The most compelling versions still keep the fabric story simple. A slip skirt with lace at the hem has a cleaner line than a heavily tiered piece, which is part of why it works so well with basic tops, button-downs, peasant blouses, and long tunics. The lace gives just enough finish to keep the skirt from disappearing, but not so much that it becomes costume.

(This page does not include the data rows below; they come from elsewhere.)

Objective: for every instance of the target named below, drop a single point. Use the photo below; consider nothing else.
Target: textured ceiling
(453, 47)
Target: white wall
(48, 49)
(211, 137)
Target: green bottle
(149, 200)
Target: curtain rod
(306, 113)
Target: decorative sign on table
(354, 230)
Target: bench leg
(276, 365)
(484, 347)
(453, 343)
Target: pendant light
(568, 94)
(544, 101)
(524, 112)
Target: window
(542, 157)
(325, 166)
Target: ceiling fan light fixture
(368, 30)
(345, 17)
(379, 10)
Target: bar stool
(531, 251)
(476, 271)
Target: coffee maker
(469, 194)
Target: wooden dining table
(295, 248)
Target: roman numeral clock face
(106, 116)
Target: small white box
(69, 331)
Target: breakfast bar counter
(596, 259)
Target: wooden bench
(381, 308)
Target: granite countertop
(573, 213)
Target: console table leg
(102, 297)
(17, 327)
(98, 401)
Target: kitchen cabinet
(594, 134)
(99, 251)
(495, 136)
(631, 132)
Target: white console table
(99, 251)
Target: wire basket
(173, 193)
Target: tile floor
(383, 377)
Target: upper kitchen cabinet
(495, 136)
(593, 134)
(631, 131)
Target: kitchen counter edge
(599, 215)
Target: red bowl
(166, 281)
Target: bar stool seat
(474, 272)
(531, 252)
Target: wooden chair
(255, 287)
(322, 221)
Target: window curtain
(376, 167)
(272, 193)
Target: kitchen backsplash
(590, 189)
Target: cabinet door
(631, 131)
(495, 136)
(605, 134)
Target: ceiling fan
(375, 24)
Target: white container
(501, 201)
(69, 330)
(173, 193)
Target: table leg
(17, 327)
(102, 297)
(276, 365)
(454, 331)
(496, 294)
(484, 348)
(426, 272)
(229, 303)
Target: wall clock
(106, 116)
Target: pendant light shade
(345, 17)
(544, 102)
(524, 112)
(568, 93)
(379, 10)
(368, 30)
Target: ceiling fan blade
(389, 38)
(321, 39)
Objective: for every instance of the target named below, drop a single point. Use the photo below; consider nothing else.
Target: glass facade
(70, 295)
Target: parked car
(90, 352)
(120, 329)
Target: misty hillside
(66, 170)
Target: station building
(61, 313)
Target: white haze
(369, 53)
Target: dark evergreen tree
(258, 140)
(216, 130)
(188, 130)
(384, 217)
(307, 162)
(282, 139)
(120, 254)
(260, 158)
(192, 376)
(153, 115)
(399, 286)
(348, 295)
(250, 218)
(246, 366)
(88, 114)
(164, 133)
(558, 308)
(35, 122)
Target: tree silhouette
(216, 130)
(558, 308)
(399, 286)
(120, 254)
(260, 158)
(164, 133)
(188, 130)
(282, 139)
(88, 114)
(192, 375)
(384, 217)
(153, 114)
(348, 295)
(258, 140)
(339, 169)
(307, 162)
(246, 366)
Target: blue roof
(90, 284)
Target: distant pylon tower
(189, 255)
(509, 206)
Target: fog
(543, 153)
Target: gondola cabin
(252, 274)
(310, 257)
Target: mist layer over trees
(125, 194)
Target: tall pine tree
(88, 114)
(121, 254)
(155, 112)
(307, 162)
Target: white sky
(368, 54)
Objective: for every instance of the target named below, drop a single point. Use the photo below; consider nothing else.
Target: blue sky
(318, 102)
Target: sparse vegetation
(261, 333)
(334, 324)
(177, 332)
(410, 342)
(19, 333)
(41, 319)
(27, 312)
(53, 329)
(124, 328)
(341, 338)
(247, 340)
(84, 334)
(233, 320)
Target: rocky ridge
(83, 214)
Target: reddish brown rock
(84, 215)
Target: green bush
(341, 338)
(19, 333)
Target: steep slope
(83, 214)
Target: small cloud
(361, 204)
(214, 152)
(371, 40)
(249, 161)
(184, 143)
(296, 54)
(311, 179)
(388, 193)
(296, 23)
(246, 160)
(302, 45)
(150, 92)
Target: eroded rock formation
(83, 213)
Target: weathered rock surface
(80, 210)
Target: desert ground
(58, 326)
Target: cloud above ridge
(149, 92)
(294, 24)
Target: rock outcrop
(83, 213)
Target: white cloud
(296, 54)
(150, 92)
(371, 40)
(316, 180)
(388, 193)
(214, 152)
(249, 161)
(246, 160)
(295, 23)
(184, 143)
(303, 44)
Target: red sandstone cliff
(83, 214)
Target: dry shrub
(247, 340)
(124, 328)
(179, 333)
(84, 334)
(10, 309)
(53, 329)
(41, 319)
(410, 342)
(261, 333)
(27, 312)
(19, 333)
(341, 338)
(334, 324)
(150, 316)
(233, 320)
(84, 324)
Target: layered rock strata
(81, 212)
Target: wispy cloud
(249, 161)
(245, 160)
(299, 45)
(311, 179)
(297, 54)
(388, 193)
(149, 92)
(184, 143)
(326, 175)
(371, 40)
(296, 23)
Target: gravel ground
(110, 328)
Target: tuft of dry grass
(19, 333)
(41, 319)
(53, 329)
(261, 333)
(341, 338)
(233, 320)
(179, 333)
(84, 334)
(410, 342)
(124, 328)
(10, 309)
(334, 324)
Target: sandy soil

Five ways to wear the trend without losing the ease

Office polish

For the office, the white lace-trimmed skirt works best when it behaves like a tailored skirt’s softer cousin. Pair it with a crisp button-down, tucked cleanly or left slightly relaxed, and finish with kitten heels for a look that feels edited rather than fussy. The lace trim gives the outfit enough personality to stand apart from standard workwear, while the shirt keeps it grounded in something practical.

Vacation packing

On holiday, the skirt becomes a natural answer to heat. A simple tank or slim tee, plus flip-flops, gives it that easy vacation nonchalance that keeps lace from feeling overworked. This is where the skirt’s commercial appeal is clearest: it can move from poolside lunch to dinner terrace without demanding a change in identity.

City weekend

For a city weekend, lean into the contrast that makes the trend feel modern. Jennifer Lawrence wore a white lace-trimmed slip skirt in New York with an oversized blazer, The Row bag, and nude leather high-heel sandals, and that formula is exactly why the look resonates beyond brunch dressing. The blazer strips away anything too dainty; the skirt supplies the femininity, and the result is crisp, urban, and entirely current.

Evening out

At night, the skirt works best when the top has a little texture and movement. A peasant blouse adds softness without tipping into saccharine, especially when the skirt is in bright white or soft ecru, the kind of palette Who What Wear links to a “Picnic at Hanging Rock” mood. Add a refined heel and the whole outfit becomes romantic rather than formal, which is the point: the skirt should feel like a modern answer to evening dressing, not a costume from the archives.

Off-duty with a longer line

The long tunic version is the most quietly chic, especially for days when you want coverage without weight. Worn over a lace-trimmed skirt, a tunic creates a column of fabric that feels airy and architectural at once, which is why this pairing has such an easy place in summer wardrobes. It is the least obvious styling move of the five, but also the one that makes the trend look most adult.

Why editors and retailers are backing it

This is the sort of piece that performs because it can be read in multiple ways at once. On the runway, Celine, Chloé, and Stella McCartney have given lace trim a polished, designer-approved frame. On the street, New York Fashion Week has reinforced the appetite for lace in sheer skirts, gauzy bralettes, and frilled details. On celebrities, Jennifer Lawrence has proved that the look can go from fashion-forward to fully wearable in one outfit.

That combination is what turns a pretty skirt into a summer staple. The white lace-trimmed skirt feels like romance with a job to do, and that is why it is everywhere now: it delivers the softness people want from summer dressing, without giving up the ease they actually need.

This article was produced by Prism’s automated news system from verified source data, official records, and press releases, then run through automated quality and moderation checks before publishing. The system is built and supervised by the people who set the standards it runs under. Read our full AI policy.